SAP with the help of our partners BMMSoft, HP, Intel, NetApp, Red Hat, and MD&Profy set the Guinness World’s record for largest data warehouse at 12.1 petabytes (PB). It is an exciting milestone in SAP’s big data strategy and proof of our leading industry technologies. View the press release here.
We started the project to see how we could cost-effectively handle big data, while pushing the boundaries of fast, ad hoc, and scalable analytics. The scale has turned out to be impressive.
The Guinness World Record Largest Data Warehouse was creating in the SAP/Intel shared lab in Santa Clara, California. The data warehouse is 12.1PB of data running on 25 HP ProLiant DL580 G7 servers with Intel processors on a Red Hat® Enterprise Linux® 6.4 X86-64 operating system using SAP HANA and SAP IQ 16 with BMMsoft Federated EDMT® 9. The server environment is connected to a SAN comprised of 20 NetApp E5460 storage arrays through HP 8 Gb/s Fibre switches.
To help wrap your head around how massive 12+ petabytes of data really is, consider these real world examples. 12+ PBs could store the entire printed collection of the US Library of Congress (10 Terabytes) 12,000+ times over or store the entire printed content of all academic research libraries (2 Petabytes) 6 times over. From a business big data and analytical perspective, this means you have the capacity and performance to never archive critical business data. Imagine storing and analyzing 10 years of social media data in real-time. The potential impacts on business and decision making is startling. The end result is enabling a whole new set of applications and capabilities as a result of this unprecedented scale of analysis. In devising this test database, we wanted you to feel secure that our technologies could handle your largest database and data warehouse problems with ease.

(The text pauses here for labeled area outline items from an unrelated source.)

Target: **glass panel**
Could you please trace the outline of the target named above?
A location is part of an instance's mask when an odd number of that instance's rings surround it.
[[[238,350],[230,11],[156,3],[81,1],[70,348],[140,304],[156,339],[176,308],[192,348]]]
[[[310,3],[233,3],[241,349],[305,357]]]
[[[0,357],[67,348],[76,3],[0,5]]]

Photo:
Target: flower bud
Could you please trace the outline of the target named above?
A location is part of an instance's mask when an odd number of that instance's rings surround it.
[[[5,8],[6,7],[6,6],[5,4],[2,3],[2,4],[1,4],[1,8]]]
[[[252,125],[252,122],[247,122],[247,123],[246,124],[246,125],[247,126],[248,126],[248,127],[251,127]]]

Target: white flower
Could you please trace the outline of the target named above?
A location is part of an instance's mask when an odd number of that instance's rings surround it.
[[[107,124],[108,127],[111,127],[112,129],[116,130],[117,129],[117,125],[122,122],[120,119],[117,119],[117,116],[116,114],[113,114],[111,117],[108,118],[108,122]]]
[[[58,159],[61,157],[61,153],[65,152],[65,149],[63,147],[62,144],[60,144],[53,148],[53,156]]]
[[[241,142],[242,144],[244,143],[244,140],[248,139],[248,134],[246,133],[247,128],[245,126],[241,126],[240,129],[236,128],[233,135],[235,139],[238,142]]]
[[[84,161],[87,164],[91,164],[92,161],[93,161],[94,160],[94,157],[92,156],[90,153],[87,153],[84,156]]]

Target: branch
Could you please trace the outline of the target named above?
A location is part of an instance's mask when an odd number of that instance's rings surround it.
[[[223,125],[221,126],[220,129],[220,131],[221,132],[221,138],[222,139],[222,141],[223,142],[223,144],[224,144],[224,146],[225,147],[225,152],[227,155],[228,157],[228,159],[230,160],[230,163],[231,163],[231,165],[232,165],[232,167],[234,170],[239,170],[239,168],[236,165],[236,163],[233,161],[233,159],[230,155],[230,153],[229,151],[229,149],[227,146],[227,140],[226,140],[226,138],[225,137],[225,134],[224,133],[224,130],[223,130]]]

We used SAP HANA Platform and SAP IQ together for a variety of reasons. First, industry revolutionizing SAP HANA Platform addresses the changes in the data warehousing world. HANA Platform offers the option to simplifying the centralized data warehousing architecture by moving toward a highly optimized in-memory based data fabric based on intelligent query federation. Secondly, SAP IQ’s columnar database has the ability to scale to massive petabyte capacity while still delivering the analytic performance needed to solve demanding database problems in real time. The combination of the two technologies means SAP is storing the data in the right places for optimizing query sets and data resolution, while at the same time ensuring the delivery of query results within the business SLAs, and reducing the cost and complexity of what one might consider an unmanageable real-time data warehouse at 12PB.
Approximately 50% structured and 50% unstructured data was used in the data warehouse, at a data compression rate of approximately 4 to 1. This modeled the complex data warehouses facing business today. BMMsoft Federated EDMT was used for query federation as well as optimized data loading.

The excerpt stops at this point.